En effet, les hommes ont été les plus directement touchés par le programme d’ajustement structurel et les réformes successives qui, dès la seconde moitié du XXe

siècle, ont profondément déstructuré leur secteur privilégié d’emploi (le secteur formel, notamment, la fonction publique pour les citadins). Dans la décennie 1990- 2000, le nombre de fonctionnaires a sensiblement diminué dans les zones urbaines et le chômage s’est considérablement accru (OIT, 2009). L’incapacité des hommes, de plus en plus croissante, à jouer le rôle de pourvoyeur principal dans le ménage amène les femmes à assumer la relève ou le complément économique. Certes, la nécessité chez les femmes de s’organiser afin de combler l’incapacité financière du mari n’est pas nouvelle, mais elle tend à devenir cruciale. Par exemple, dans les années 1980, la baisse du pouvoir d’achat des ménages était compensée par l’activité des femmes (Antoine et Diop, 1995). À Lomé (Togo), les maris investissent leurs maigres revenus dans le commerce de leur épouse, assurés de la voir faire fructifier ce commerce pour le bénéfice de tout le ménage (Vignikin et Gbetoglo, 2003). Soulignons que l’importance de l’emploi féminin n’est pas seulement liée au développement du secteur informel. Elle relève également de l’amélioration des taux d’éducation féminins ces dernières années, notamment, à Ouagadougou (Boursin, 2007; Kaboré et Pilon, 2001; Kaboré et al., 2003; Wayack-Pambé, 2007), et qui justifient l’emploi d’un nombre relativement important de femmes dans l’administration publique.

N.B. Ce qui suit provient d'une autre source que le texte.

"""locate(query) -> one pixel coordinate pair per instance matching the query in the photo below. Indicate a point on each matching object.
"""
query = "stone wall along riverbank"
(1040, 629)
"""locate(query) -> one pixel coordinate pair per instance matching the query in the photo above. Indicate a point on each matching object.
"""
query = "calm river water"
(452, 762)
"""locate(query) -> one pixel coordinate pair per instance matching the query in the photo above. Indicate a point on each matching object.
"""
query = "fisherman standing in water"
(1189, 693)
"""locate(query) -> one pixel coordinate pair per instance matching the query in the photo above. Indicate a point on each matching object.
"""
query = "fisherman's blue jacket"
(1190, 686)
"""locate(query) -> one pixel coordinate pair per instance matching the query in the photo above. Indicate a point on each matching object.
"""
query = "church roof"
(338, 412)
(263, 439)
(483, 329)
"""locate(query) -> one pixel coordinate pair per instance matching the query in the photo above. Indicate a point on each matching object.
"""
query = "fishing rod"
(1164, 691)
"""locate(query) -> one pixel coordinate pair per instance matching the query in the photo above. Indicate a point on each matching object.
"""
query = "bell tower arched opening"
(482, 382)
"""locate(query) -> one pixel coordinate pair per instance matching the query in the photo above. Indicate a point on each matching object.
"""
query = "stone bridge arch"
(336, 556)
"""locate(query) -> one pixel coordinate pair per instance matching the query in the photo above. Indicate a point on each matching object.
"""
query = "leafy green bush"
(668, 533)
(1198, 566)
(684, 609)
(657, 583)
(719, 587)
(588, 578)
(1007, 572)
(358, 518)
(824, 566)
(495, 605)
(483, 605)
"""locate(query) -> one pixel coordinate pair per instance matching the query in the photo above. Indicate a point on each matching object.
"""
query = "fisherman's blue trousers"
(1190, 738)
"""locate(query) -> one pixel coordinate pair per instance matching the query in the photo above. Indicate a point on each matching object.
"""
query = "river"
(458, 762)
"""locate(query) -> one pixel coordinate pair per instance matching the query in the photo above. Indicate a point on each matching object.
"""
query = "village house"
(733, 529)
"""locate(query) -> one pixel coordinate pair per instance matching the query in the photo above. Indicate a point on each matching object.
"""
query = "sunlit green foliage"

La division sexuelle du travail révèle qu’à Ouagadougou, la plupart des activités domestiques sont accomplies par les femmes. Ces activités domestiques restant entièrement à la charge des femmes (Charmes, 2005), celles qui travaillent à l’extérieur doivent impérativement s’organiser pour se faire seconder à la maison. Ainsi, dans nombre de cas, la réussite économique des femmes ou, pour le moins leur

71 disponibilité au travail passe par l’émergence de nouvelles formes « d’assujettissement des femmes » par les femmes : la recherche d’une « mère intermédiaire » s’impose. Les jeunes filles en âge scolaire représentent de ce fait une main-d’œuvre docile et à moindre coût. Comme le note Kobiané (2003), cité par Pilon (2005, p. 21) :

La sous-scolarisation des filles est aussi un phénomène engendré par les exigences de l’économie moderne, dans un contexte général où les représentations sur les rôles des sexes sont encore prééminentes et où les solidarités familiales permettent la circulation de nombre d’enfants : dans les classes les plus aisées, la participation des deux conjoints au travail extérieur, la scolarisation de leurs enfants entraîne une forte demande en main-d’œuvre pour l’exécution des tâches domestiques. La question est loin d’être simple puisque l’accueil de ces enfants, dans certains cas, participent de stratégies de survie pour les ménages de provenance et renforce les liens de solidarité entre ménages urbains et ruraux. C’est là toute la complexité des relations entre pauvreté, structures familiales et demande scolaire.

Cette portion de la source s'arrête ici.